Dr. Koo's lab focuses on understanding the pathophysiology of Alzheimer's disease, with the hope of translating findings from basic cell and molecular biological studies to the clinical setting, to better understand the causes of the disease or have an impact on treatments. Together with Dr. Golde, they have led the way in identifying gamma-secretase modulators in Alzheimer's disease therapeutics. Dr. Koo's lab has also been recognized for studies on characterizing the pathways of production of the amyloid beta-protein from the amyloid precursor protein (APP). He has investigated the physiological function of the APP and how it might contribute to Alzheimer pathogenesis in ways unrelated to amyloid production. More recently, he has focused his attention on how synapses are damaged in Alzheimer's disease.
Dr. Koo received his B.A. (1976) from Amherst College and his M.D. (1980) from Duke University School of Medicine. He completed a year of residency in anatomic pathology at Duke Medical Center and a medical internship at University of North Carolina, Chapel Hill. After that he completed a neurology residency at the University of California, San Francisco and later, a neuropathology fellowship at the Johns Hopkins University School of Medicine. Dr. Koo became assistant professor in pathology at Johns Hopkins and then relocated to Boston's Brigham and Women's Hospital to become associate neurologist, neuropathologist and assistant, and later associate professor in pathology at Harvard Medical School. Soon after, he joined the Department of Neurosciences at UCSD becoming full professor in 2000. Dr. Koo's previous honors include a Research Career Development Award from NIH, recipient of a Paul Beeson Physician Faculty Scholar Award in Aging Research, an AlliedSignal Award in Aging and the Zenith Award from the Alzheimer's Association.
Dr. Eckhard Mandelkow is director of the Max-Planck-Society's Research Unit for Structural Molecular Biology in Hamburg, Germany. He is also a scientific member of the Max-Planck-Society and professor at the University of Hamburg.

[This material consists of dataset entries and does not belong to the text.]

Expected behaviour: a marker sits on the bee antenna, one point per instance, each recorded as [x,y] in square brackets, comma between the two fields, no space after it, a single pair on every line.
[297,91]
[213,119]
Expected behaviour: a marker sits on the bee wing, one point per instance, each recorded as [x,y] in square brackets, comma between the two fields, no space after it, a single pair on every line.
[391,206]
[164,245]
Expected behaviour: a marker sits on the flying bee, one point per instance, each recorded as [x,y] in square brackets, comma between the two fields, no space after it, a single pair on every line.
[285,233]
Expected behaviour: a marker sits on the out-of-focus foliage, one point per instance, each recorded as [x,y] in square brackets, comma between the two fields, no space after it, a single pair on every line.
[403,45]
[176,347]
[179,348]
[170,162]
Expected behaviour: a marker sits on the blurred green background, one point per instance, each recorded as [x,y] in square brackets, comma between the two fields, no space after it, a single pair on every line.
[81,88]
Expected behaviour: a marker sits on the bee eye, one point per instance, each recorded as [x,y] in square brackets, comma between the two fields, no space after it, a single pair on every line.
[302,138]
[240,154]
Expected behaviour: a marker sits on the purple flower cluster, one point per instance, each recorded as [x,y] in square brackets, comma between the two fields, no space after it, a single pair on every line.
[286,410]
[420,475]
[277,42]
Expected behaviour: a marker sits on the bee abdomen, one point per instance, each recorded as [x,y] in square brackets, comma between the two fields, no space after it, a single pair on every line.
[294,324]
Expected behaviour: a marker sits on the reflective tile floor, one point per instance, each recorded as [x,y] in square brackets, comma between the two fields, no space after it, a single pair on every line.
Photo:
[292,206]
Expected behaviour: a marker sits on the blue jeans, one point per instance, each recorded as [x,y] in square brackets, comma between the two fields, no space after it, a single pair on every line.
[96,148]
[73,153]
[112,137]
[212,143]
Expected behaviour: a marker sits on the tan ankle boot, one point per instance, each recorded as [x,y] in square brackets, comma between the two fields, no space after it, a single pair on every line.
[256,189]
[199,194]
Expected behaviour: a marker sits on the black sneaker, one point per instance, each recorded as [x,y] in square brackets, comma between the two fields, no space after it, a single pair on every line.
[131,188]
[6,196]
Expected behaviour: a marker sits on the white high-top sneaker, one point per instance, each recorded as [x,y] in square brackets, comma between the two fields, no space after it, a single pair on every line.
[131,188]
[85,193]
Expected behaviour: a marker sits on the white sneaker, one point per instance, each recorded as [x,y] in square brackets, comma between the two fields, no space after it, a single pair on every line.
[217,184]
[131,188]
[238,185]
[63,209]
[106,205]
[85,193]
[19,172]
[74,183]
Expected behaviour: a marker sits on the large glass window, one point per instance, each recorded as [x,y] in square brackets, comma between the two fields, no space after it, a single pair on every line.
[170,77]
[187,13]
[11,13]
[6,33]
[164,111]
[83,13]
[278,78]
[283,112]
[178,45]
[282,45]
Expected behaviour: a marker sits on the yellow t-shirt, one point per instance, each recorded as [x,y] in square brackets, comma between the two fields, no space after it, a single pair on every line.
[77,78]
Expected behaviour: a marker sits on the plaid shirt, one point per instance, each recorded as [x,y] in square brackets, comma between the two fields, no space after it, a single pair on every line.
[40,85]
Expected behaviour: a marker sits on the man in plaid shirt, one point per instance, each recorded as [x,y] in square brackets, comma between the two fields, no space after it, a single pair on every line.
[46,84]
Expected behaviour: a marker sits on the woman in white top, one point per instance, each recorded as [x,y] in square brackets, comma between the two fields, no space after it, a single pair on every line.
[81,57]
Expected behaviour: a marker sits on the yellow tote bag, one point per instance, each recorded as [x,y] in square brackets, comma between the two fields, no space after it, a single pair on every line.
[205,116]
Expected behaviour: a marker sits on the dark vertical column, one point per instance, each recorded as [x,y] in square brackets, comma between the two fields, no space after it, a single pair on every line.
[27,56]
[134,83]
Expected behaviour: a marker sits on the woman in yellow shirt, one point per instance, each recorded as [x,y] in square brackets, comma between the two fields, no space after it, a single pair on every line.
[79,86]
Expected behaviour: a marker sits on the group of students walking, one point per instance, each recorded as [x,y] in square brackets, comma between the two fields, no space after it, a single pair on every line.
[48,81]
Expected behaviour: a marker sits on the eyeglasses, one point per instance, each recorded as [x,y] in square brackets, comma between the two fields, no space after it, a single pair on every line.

Dr. Mandelkow has a long-standing interest in the structure of molecules and protein assemblies that make up the cytoskeleton of neurons, particularly microtubules, the proteins that associate with them and regulate their stability, the motor proteins that move along microtubules and carry cargoes around cells, and enzymes that modulate their interactions, such as protein kinases. The scientific goal of the lab was to determine the self-assembly of tau aggregates, the interactions with microtubules, and the conformation of tau in the normal and pathological state. One outcome of this research was the identification of "hotspots" in the structure that determine tau's behavior. This allowed the design of variants of tau which differ predictably in their aggregation behavior, i.e. either aggregating rapidly or not at all. This has formed the basis for generating cell models and mouse models of tau pathology, and the screening and development of tau aggregation inhibitors as a potential therapeutic strategy.
Dr. Eckhard Mandelkow studied physics at universities of Braunschweig, New Orleans (Tulane, Fulbright exchange) and Hamburg, where he carried out a diploma thesis in high energy physics followed by a Ph.D. thesis at the Max-Planck-Institute for Medical Research in Heidelberg on the structure of virus proteins. His postdoctoral training was done at Brandeis University on the structure of microtubules and other polymers of the cytoskeleton, research later continued as group leader at the Max-Planck-Institute in Heidelberg and as director of the Max-Planck-Society's Research Unit for Structural Molecular Biology, where current research is focused on the cellular biology and structure of tau protein and proteins modulating the function of tau.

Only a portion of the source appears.